用于确定生物分子组装体中极性和质子性的自旋标记电子顺磁共振：跨膜分布

Spin-Label EPR for Determining Polarity and Proticity in Biomolecular Assemblies: Transmembrane Profiles.

作者信息

Marsh Derek

机构信息

Abteilung Spektroskopie, Max-Planck-Institut für biophysikalische Chemie, 37070 Göttingen, Germany.

出版信息

Appl Magn Reson. 2010 Jan;37(1-4):435-454. doi: 10.1007/s00723-009-0078-3. Epub 2009 Nov 17.
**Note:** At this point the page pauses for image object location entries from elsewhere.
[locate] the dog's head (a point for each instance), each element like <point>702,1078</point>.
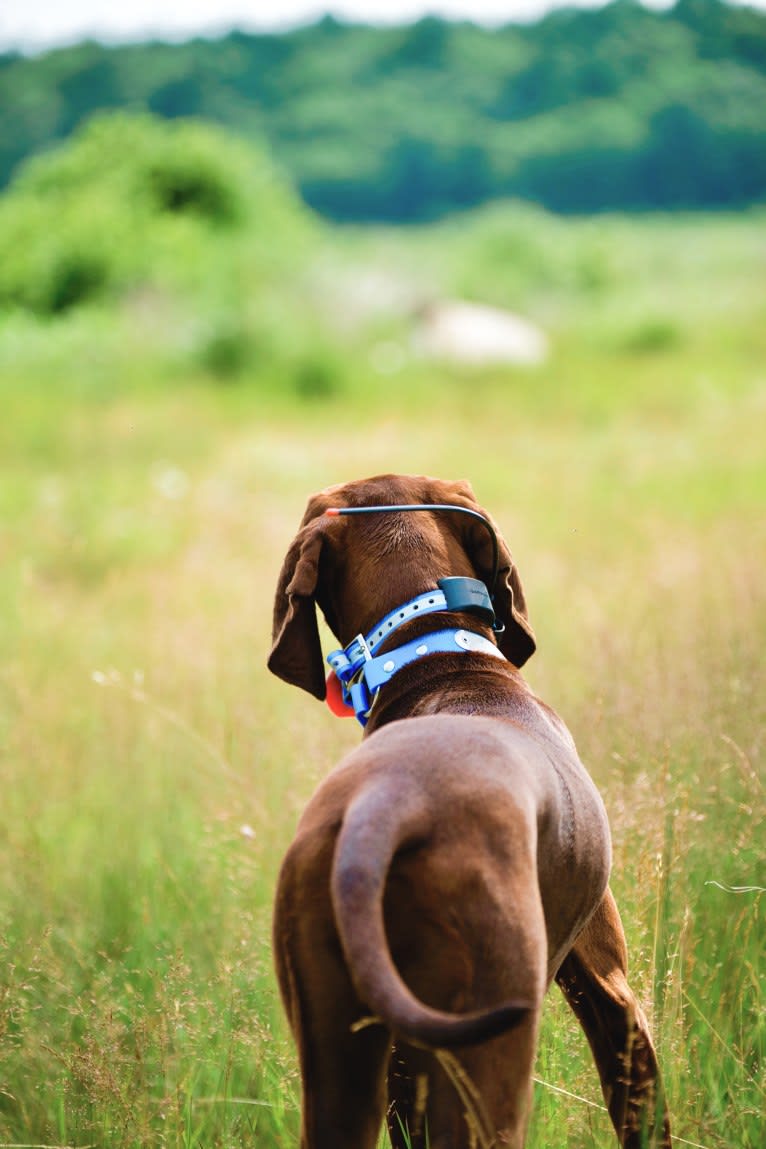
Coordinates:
<point>358,568</point>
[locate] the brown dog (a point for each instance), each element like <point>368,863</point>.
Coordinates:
<point>457,861</point>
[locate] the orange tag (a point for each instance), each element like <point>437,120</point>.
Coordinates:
<point>334,699</point>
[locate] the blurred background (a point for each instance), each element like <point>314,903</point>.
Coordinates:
<point>247,253</point>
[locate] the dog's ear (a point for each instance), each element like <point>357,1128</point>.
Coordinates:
<point>517,641</point>
<point>296,652</point>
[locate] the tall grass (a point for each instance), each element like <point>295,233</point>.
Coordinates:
<point>153,772</point>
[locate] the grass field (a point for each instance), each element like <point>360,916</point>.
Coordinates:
<point>152,770</point>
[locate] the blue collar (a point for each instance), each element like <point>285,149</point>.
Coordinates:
<point>362,672</point>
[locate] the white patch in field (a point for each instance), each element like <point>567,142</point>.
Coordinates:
<point>479,334</point>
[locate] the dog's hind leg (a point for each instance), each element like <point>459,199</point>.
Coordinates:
<point>342,1067</point>
<point>594,980</point>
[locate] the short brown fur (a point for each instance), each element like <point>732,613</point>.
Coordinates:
<point>448,869</point>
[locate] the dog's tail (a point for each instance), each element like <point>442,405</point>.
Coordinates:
<point>372,832</point>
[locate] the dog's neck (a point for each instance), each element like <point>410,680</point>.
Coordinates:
<point>454,618</point>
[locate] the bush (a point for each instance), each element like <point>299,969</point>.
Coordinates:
<point>133,199</point>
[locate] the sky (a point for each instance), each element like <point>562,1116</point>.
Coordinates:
<point>36,24</point>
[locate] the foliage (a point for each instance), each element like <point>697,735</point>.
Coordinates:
<point>134,202</point>
<point>582,112</point>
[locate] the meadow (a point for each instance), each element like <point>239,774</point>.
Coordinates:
<point>159,444</point>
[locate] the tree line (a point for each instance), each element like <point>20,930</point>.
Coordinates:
<point>619,108</point>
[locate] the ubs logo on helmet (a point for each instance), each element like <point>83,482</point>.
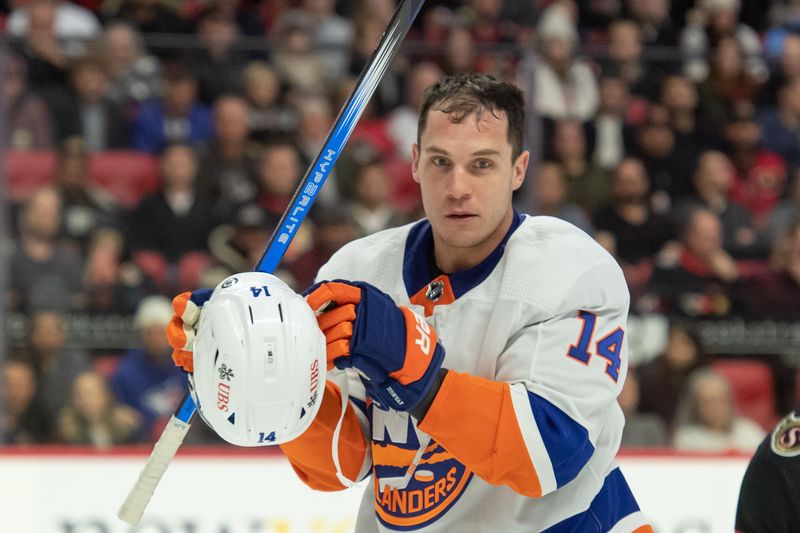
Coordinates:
<point>313,393</point>
<point>230,282</point>
<point>223,396</point>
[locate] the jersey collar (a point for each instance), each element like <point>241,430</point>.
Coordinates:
<point>420,275</point>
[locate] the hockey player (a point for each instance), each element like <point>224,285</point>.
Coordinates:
<point>485,348</point>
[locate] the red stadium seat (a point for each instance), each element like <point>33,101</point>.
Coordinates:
<point>27,171</point>
<point>753,389</point>
<point>126,175</point>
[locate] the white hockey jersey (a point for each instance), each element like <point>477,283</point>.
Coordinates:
<point>524,430</point>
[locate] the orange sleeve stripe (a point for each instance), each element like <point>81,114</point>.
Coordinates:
<point>176,335</point>
<point>310,453</point>
<point>487,438</point>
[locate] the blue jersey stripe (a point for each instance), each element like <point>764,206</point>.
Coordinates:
<point>613,503</point>
<point>566,441</point>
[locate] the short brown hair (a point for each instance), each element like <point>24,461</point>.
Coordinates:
<point>465,94</point>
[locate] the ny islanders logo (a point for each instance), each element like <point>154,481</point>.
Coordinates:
<point>416,479</point>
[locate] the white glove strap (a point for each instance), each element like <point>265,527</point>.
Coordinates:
<point>339,377</point>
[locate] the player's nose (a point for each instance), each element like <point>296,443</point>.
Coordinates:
<point>457,185</point>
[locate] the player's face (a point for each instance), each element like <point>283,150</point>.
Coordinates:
<point>467,176</point>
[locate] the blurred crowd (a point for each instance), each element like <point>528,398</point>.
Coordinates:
<point>667,130</point>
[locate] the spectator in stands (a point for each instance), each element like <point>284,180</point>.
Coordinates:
<point>85,206</point>
<point>402,121</point>
<point>333,228</point>
<point>625,59</point>
<point>780,127</point>
<point>239,244</point>
<point>87,111</point>
<point>663,379</point>
<point>44,273</point>
<point>56,365</point>
<point>549,192</point>
<point>279,172</point>
<point>713,21</point>
<point>760,179</point>
<point>611,122</point>
<point>332,34</point>
<point>217,64</point>
<point>93,417</point>
<point>786,67</point>
<point>653,17</point>
<point>145,378</point>
<point>54,27</point>
<point>487,21</point>
<point>23,421</point>
<point>47,61</point>
<point>134,76</point>
<point>28,121</point>
<point>698,280</point>
<point>228,161</point>
<point>728,85</point>
<point>692,129</point>
<point>175,118</point>
<point>776,294</point>
<point>148,16</point>
<point>707,420</point>
<point>713,180</point>
<point>628,228</point>
<point>295,59</point>
<point>641,429</point>
<point>268,118</point>
<point>371,207</point>
<point>668,163</point>
<point>565,86</point>
<point>786,214</point>
<point>587,184</point>
<point>169,229</point>
<point>459,55</point>
<point>111,284</point>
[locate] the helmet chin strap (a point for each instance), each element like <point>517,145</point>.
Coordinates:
<point>339,377</point>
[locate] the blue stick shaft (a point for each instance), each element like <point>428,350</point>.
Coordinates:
<point>320,169</point>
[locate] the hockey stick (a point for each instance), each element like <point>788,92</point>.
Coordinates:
<point>171,438</point>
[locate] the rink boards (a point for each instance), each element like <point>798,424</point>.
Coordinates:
<point>219,491</point>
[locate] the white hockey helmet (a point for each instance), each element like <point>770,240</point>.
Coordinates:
<point>259,361</point>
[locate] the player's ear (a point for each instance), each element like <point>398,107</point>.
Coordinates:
<point>415,162</point>
<point>520,168</point>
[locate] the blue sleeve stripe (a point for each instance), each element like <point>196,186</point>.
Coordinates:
<point>612,503</point>
<point>566,441</point>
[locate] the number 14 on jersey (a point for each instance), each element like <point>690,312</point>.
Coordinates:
<point>608,347</point>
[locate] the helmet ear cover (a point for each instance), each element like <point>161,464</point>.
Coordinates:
<point>259,361</point>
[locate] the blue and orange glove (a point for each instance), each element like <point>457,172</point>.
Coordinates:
<point>182,328</point>
<point>395,351</point>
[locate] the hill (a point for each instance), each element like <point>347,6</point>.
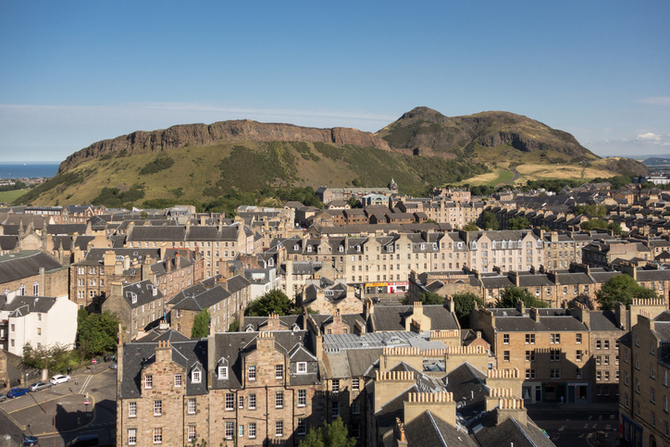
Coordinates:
<point>502,140</point>
<point>198,162</point>
<point>206,172</point>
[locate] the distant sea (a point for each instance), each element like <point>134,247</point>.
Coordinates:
<point>19,170</point>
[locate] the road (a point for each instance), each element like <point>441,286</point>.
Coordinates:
<point>59,414</point>
<point>571,428</point>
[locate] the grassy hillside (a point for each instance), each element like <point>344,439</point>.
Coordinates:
<point>207,172</point>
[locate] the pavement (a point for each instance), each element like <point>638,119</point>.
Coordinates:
<point>62,411</point>
<point>597,438</point>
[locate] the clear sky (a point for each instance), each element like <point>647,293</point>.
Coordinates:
<point>75,72</point>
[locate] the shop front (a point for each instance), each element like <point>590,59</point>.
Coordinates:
<point>578,393</point>
<point>554,392</point>
<point>383,288</point>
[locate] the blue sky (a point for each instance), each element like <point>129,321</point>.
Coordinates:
<point>76,72</point>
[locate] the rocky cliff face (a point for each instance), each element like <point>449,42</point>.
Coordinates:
<point>220,132</point>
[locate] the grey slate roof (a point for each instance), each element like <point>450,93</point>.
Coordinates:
<point>392,318</point>
<point>139,355</point>
<point>25,264</point>
<point>429,430</point>
<point>23,305</point>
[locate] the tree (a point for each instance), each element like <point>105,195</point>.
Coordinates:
<point>489,221</point>
<point>201,324</point>
<point>518,223</point>
<point>331,435</point>
<point>621,288</point>
<point>512,295</point>
<point>464,303</point>
<point>96,333</point>
<point>273,301</point>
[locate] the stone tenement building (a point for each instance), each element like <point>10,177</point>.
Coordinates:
<point>171,270</point>
<point>257,388</point>
<point>644,400</point>
<point>563,357</point>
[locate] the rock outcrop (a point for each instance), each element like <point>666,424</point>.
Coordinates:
<point>216,133</point>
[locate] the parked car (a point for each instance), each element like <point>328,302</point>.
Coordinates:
<point>37,386</point>
<point>60,378</point>
<point>29,440</point>
<point>84,441</point>
<point>16,392</point>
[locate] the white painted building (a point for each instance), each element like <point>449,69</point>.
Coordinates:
<point>40,321</point>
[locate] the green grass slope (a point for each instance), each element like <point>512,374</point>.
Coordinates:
<point>206,172</point>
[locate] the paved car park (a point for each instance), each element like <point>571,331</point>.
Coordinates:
<point>58,414</point>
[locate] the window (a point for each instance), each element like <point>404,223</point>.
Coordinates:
<point>132,436</point>
<point>335,409</point>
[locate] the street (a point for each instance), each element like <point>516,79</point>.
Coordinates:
<point>86,404</point>
<point>570,428</point>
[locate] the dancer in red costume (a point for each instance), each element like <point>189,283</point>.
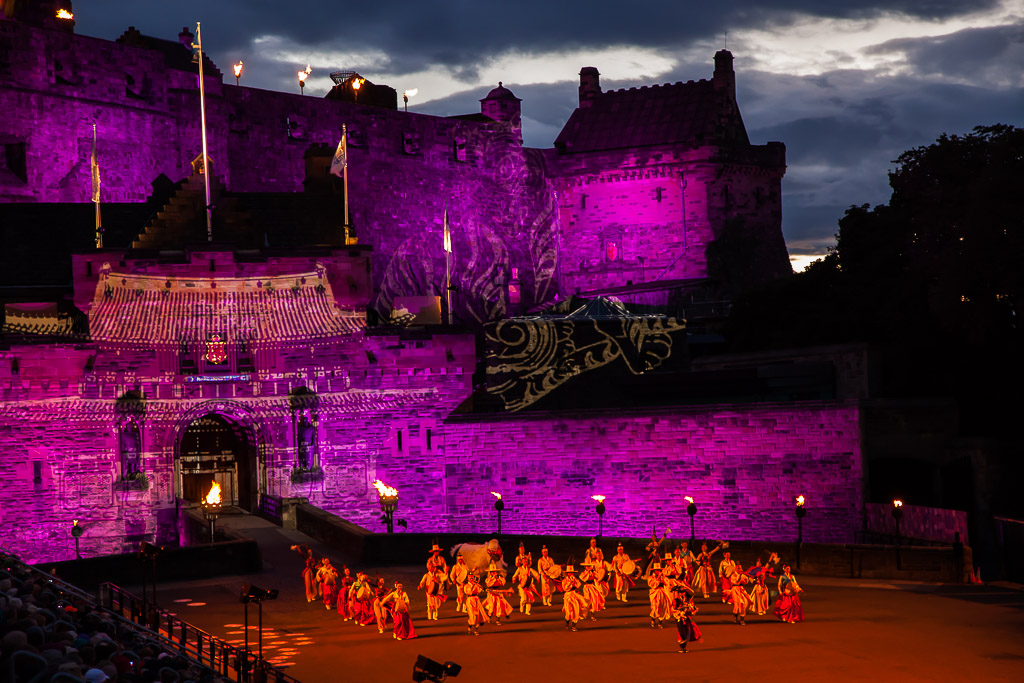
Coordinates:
<point>397,600</point>
<point>460,575</point>
<point>787,607</point>
<point>474,607</point>
<point>345,582</point>
<point>546,567</point>
<point>360,596</point>
<point>573,604</point>
<point>704,580</point>
<point>433,584</point>
<point>622,581</point>
<point>497,603</point>
<point>592,592</point>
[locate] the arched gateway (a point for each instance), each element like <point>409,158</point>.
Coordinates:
<point>220,441</point>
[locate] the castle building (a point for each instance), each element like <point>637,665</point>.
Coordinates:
<point>175,361</point>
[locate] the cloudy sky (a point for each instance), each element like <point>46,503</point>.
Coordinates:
<point>846,84</point>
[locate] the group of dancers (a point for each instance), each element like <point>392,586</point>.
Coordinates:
<point>674,582</point>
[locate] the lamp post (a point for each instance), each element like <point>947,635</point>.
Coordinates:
<point>388,499</point>
<point>897,515</point>
<point>600,513</point>
<point>212,508</point>
<point>691,510</point>
<point>499,506</point>
<point>409,93</point>
<point>801,511</point>
<point>76,532</point>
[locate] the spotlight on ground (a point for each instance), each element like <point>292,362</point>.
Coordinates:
<point>428,670</point>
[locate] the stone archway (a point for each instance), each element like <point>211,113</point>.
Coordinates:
<point>220,441</point>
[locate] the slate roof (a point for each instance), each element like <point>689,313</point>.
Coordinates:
<point>690,114</point>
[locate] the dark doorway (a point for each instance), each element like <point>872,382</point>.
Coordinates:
<point>216,449</point>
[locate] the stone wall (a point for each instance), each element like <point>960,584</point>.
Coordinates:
<point>742,465</point>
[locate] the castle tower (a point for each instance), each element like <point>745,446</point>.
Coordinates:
<point>502,104</point>
<point>590,85</point>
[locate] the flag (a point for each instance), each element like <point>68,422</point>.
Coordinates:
<point>340,160</point>
<point>94,168</point>
<point>448,236</point>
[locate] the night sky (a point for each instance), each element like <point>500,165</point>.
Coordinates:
<point>847,84</point>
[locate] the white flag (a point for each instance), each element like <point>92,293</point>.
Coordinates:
<point>448,236</point>
<point>340,160</point>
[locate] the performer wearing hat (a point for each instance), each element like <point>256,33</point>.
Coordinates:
<point>360,597</point>
<point>683,610</point>
<point>573,604</point>
<point>659,605</point>
<point>787,607</point>
<point>545,566</point>
<point>474,608</point>
<point>497,604</point>
<point>525,581</point>
<point>344,582</point>
<point>433,584</point>
<point>398,601</point>
<point>592,592</point>
<point>459,575</point>
<point>704,581</point>
<point>327,577</point>
<point>436,560</point>
<point>623,581</point>
<point>725,570</point>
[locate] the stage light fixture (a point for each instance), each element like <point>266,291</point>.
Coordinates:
<point>426,669</point>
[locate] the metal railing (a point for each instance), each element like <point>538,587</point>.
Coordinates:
<point>239,663</point>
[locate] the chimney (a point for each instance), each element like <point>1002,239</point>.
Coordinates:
<point>590,85</point>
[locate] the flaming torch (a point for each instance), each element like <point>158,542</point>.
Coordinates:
<point>77,532</point>
<point>499,506</point>
<point>409,93</point>
<point>691,510</point>
<point>801,511</point>
<point>388,499</point>
<point>897,515</point>
<point>600,513</point>
<point>212,507</point>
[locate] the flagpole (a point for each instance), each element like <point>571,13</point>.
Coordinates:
<point>344,141</point>
<point>206,159</point>
<point>448,264</point>
<point>94,172</point>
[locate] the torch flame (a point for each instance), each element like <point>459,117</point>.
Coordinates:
<point>213,498</point>
<point>385,491</point>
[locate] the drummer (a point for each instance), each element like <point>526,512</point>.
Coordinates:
<point>550,572</point>
<point>624,568</point>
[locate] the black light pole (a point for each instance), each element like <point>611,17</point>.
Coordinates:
<point>499,506</point>
<point>801,511</point>
<point>897,515</point>
<point>600,514</point>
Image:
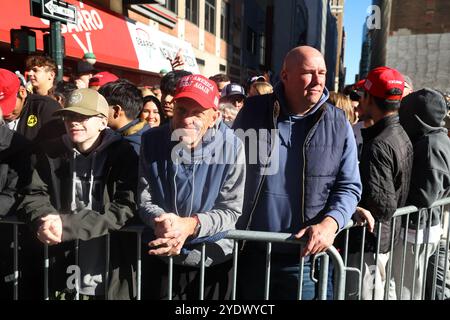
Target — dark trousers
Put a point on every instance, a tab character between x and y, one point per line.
186	280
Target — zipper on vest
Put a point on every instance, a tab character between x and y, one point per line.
305	145
276	113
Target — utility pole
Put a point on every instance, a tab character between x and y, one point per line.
56	47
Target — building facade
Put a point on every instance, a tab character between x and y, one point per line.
416	43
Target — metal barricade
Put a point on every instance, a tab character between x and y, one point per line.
394	285
437	278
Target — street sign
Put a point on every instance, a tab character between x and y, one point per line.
59	10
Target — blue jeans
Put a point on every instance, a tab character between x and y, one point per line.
284	277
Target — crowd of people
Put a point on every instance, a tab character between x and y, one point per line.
195	157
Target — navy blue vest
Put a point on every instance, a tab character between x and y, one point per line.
322	154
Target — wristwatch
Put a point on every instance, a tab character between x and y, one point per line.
197	226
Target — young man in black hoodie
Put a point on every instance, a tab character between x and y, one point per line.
422	116
81	190
385	167
14	173
125	105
DOI:10.1007/s00723-009-0078-3

PMID:19960064

原文链接:https://pmc.ncbi.nlm.nih.gov/articles/PMC2784069/

Abstract

Hyperfine couplings and g-values of nitroxyl spin labels are sensitive to polarity and hydrogen bonding in the environment probed. The dependences of these electronic paramagnetic resonance (EPR) properties on environmental dielectric permittivity and proticity are reviewed. Calibrations are given, in terms of the Block-Walker reaction field and local proton donor concentration, for the nitroxides that are commonly used in spin labeling of lipids and proteins. Applications to studies of the transverse polarity profiles in lipid bilayers, which constitute the permeability barrier of biological membranes, are reviewed. Emphasis is given to parallels with the permeation profiles of oxygen and nitric oxide that are determined from spin-label relaxation enhancements by using nonlinear continuous-wave EPR and saturation recovery EPR, and with permeation profiles of D(2)O that are determined by using (2)H electron spin echo envelope modulation spectroscopy.

摘要

硝酰自旋标记物的超精细耦合和g值对所探测环境中的极性和氢键敏感。本文综述了这些电子顺磁共振（EPR）性质对环境介电常数和质子性的依赖性。根据用于脂质和蛋白质自旋标记的常见氮氧化物的布洛赫-沃克反应场和局部质子供体浓度进行了校准。本文还综述了其在构成生物膜渗透屏障的脂质双层横向极性分布研究中的应用。重点介绍了与通过非线性连续波EPR和饱和恢复EPR由自旋标记弛豫增强确定的氧气和一氧化氮渗透分布以及通过2H电子自旋回波包络调制光谱确定的D(2)O渗透分布的相似之处。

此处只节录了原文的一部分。